Part of the issue is that everyone believes that their e-mails are important and need to be sent to all staff. Importance is being determined by their priorities, not necessarily institutional priorities. We know one person’s important critical e-mail is another person’s spam cluttering up their inbox.
Moving these e-mails to other tools, usually pages on the intranet is often seen as a way of solving the all staff e-mail issue, but the complaints that nobody reads these, isn’t the real issue, if no one reads them, did they need to be sent?
I do think a solution such as Yammer or mailing list tools such as Jiscmail actually do solve the issue. What they do is give people a choice, if they want to receive notifications as e-mail they can, if they don’t, they can choose not to.
As we move to a culture, which is mobile first, what is also possible with tools such as Yammer is they are mobile friendly, so if you install the Yammer app you can choose to have notifications on your phone and not through e-mail. Other tools such as Basecamp, Google Docs, Jira have similar functionality.
Over in the US, many start ups are using different tools for conversations, communication and collaboration. What is interesting is hearing how e-mail isn’t becoming less important to these organisations, but actually becoming more useful and more focussed.
I find myself engaging less with email as we start to use a more diverse set of tools. I am using tools such as Slack, Jira, Basecamp, Confluence, Skype (and Skype for Business) and Yammer. A lot of internal conversations and other things people use to use e-mail for, have moved to these new tools. To a lesser extent, the same has happened for some external conversations. For many of these external conversations, Twitter and Google+ seem to have replaced some e-mail discussions and conversations.

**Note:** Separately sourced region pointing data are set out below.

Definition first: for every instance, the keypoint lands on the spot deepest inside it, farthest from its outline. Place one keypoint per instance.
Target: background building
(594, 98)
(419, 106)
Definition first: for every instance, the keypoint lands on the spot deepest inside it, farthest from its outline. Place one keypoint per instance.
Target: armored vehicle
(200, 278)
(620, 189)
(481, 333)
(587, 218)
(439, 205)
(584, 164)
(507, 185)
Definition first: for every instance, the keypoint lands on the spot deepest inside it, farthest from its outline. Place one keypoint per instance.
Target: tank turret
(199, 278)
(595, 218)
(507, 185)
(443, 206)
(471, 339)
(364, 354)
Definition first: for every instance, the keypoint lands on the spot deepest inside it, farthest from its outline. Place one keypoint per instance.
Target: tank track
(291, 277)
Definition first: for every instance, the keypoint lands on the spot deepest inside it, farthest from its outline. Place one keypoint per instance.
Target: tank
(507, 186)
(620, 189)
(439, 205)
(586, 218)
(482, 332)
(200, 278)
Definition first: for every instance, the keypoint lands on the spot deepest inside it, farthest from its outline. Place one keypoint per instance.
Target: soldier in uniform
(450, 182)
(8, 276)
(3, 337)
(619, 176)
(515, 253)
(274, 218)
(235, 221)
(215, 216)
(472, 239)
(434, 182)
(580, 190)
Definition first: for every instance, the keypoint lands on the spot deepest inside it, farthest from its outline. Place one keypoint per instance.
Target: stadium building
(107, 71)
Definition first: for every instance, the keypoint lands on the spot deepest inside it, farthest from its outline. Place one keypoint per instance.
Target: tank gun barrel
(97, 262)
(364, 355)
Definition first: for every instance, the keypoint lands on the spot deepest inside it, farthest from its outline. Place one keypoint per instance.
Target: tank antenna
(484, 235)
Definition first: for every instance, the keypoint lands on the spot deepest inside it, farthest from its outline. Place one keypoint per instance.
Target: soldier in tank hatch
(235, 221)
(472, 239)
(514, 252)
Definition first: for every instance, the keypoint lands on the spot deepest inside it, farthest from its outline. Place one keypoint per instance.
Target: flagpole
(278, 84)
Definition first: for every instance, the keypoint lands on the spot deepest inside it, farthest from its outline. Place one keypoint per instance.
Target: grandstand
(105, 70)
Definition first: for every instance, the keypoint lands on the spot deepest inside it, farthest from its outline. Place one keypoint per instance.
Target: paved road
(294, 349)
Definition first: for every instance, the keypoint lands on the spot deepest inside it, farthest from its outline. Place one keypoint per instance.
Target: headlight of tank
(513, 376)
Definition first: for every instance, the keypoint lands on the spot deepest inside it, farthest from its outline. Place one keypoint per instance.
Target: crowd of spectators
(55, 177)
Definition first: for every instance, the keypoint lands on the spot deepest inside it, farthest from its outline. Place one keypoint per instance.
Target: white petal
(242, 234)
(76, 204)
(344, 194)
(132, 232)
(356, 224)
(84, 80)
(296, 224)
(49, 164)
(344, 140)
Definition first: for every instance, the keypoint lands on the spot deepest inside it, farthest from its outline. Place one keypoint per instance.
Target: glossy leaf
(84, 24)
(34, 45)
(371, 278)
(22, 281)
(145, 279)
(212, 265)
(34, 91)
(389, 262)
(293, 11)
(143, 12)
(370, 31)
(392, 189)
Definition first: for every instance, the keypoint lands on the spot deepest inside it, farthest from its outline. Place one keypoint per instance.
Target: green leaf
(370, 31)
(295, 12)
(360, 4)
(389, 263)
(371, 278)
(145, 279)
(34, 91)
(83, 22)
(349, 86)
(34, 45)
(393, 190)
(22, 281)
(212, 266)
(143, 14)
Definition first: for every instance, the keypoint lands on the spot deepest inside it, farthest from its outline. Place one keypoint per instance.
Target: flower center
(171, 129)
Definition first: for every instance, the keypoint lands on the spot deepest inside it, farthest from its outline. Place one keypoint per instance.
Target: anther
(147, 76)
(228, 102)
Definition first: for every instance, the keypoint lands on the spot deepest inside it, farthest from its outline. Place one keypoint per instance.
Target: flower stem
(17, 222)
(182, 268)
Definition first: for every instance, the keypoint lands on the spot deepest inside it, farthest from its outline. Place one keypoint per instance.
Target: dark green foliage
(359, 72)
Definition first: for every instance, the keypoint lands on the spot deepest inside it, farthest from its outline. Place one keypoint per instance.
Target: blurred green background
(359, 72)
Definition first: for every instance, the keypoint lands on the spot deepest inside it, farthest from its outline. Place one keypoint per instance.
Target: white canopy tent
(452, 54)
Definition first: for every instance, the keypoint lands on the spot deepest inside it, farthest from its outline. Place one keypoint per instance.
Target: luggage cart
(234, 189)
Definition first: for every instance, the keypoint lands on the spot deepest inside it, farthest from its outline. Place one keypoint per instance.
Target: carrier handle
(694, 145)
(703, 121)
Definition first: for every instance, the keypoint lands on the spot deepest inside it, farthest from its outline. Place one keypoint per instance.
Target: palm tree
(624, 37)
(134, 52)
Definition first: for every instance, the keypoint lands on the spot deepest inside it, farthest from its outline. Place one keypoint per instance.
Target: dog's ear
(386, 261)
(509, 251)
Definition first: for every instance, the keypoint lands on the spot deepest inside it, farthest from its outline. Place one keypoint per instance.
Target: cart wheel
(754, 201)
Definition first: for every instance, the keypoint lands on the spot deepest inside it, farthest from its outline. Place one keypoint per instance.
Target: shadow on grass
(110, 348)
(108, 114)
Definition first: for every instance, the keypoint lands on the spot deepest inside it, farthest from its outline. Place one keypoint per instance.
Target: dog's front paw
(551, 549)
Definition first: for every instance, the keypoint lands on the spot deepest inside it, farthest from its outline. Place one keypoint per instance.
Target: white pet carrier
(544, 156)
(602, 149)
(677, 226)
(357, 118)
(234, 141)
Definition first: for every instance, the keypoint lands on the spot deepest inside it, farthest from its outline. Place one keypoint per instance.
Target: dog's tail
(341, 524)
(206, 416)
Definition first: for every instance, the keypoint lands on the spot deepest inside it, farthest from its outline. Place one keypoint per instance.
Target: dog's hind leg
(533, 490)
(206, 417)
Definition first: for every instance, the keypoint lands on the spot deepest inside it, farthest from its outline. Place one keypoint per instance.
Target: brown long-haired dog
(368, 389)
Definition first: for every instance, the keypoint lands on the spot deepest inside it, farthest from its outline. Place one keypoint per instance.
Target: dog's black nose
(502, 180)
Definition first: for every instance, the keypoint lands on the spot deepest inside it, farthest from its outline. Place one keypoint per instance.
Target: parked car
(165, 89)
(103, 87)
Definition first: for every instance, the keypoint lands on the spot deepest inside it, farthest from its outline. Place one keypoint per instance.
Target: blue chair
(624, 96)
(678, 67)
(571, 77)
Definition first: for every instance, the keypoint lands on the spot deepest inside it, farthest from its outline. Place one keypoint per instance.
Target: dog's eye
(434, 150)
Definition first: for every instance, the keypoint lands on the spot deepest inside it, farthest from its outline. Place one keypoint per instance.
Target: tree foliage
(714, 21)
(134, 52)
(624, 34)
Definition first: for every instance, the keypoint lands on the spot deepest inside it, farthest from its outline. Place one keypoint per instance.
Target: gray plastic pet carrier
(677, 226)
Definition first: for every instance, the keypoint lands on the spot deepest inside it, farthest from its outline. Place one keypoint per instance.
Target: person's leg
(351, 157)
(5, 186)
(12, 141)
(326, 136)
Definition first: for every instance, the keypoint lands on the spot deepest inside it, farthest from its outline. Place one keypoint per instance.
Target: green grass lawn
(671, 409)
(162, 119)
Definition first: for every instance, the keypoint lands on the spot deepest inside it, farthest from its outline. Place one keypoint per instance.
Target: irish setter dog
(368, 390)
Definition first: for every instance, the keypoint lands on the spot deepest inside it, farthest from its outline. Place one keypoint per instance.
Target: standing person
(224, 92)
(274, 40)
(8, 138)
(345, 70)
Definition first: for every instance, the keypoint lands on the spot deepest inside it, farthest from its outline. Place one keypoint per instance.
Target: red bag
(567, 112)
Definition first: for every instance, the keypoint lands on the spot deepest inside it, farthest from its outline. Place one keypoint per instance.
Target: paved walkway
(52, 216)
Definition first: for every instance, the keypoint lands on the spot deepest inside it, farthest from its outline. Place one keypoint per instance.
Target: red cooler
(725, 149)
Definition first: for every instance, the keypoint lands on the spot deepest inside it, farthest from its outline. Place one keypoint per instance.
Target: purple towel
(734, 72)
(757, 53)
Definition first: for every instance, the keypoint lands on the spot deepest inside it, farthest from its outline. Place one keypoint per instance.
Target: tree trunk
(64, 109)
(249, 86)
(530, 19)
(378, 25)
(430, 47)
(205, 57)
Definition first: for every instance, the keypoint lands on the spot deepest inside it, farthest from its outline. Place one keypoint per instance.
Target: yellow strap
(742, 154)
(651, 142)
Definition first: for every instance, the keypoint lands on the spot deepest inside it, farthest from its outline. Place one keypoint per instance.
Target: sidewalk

But, I hear you calling, how much you like e-mail! As mentioned, one feature of all these tools is the functionality to add notification by e-mail. You can get notifications for every action if you really want, or a daily digest. My default is to have no notifications and ensure that checking of the tools is part of my daily schedule rather than waiting for an e-mail notification. With many other tools you can opt in and opt out.
New tools aren’t necessarily killing off e-mail, but what they can do, is kill off a culture that has a dependency on e-mail. A culture that is less dependent on e-mail is one which is often more organised and one where more gets done and is more effective. So where do you stand on e-mail, a necessary evil, or are you embracing the new tools which are out there?
One thought on “Just checking the e-mail…”
I am in complete agreement but in a position that though I’d like to move to something better my colleagues do not wish to follow. I need a killer task that will model new, more affective, ways of collaborating. Any advice on that?